Rischi per Italia da stretta monetaria
La disoccupazione resta alta e oscillante intorno all’11,5%, tasso a cui si aggirerà con ogni probabilità anche nel corso di quest’anno, scendendo di poco nel prossimo biennio. A fronte di ciò, i conti pubblici sono lontani dall’essere stati risanati, con un rapporto debito/pil esploso al 133%, una media di oltre 40 punti al di sopra dell’Eurozona, mentre il disavanzo fiscale non ha compiuto progressi tangibili, nonostante i livelli azzerati dei tassi e il rifinanziamento del debito a costi quasi nulli.

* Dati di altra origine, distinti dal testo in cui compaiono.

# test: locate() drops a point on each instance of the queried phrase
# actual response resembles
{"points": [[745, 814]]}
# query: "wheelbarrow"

Il rialzo dei tassi e ancor prima la fine degli acquisti dei bond da parte della BCE, oltre che un sempre più probabile apprezzamento dell’euro contro le altre valute e magari persino un aumento delle quotazioni petrolifere avrebbero effetti negativi sia sulla nostra capacità di esportare, sia sulla domanda interna già debole, colpendo consumi e investimenti. La bassa crescita rischia di azzerarsi e, addirittura, di trasformarsi in recessione, mentre il governo dovrebbe trovare nuove risorse a copertura dei più alti rendimenti sovrani all’atto dell’emissione del nuovo debito. (Leggi anche: Come la politica ha sprecato l’ennesima occasione)
Spettro nuova crisi del debito
Già dalla fine di quest’anno assisteremo a un tentativo drammatico di disinnescare 20 miliardi di euro in clausole di salvaguardia, che scattando farebbe esplodere l’IVA, gravando sui consumi. Le alternative restano un taglio alla spesa pubblica di uguale misura, un aumento di altre imposte o entrambe le cose. Comunque vada, saranno dolori. In un clima del genere, la fiducia dei mercati verso l’Italia si ridurrà ulteriormente e venendo meno lo stordimento degli stimoli monetari, i capitali torneranno a defluire in abbondanza, come nei mesi bui della crisi dello spread.
Nel 2011-’12, però, la BCE disponeva di un raggio di azione praticamente ancora intatto e l’Italia, pur reduce da quasi un ventennio di stagnazione, non era ancora così sfinita sul piano psicologico, oltre che economico, come lo è oggi.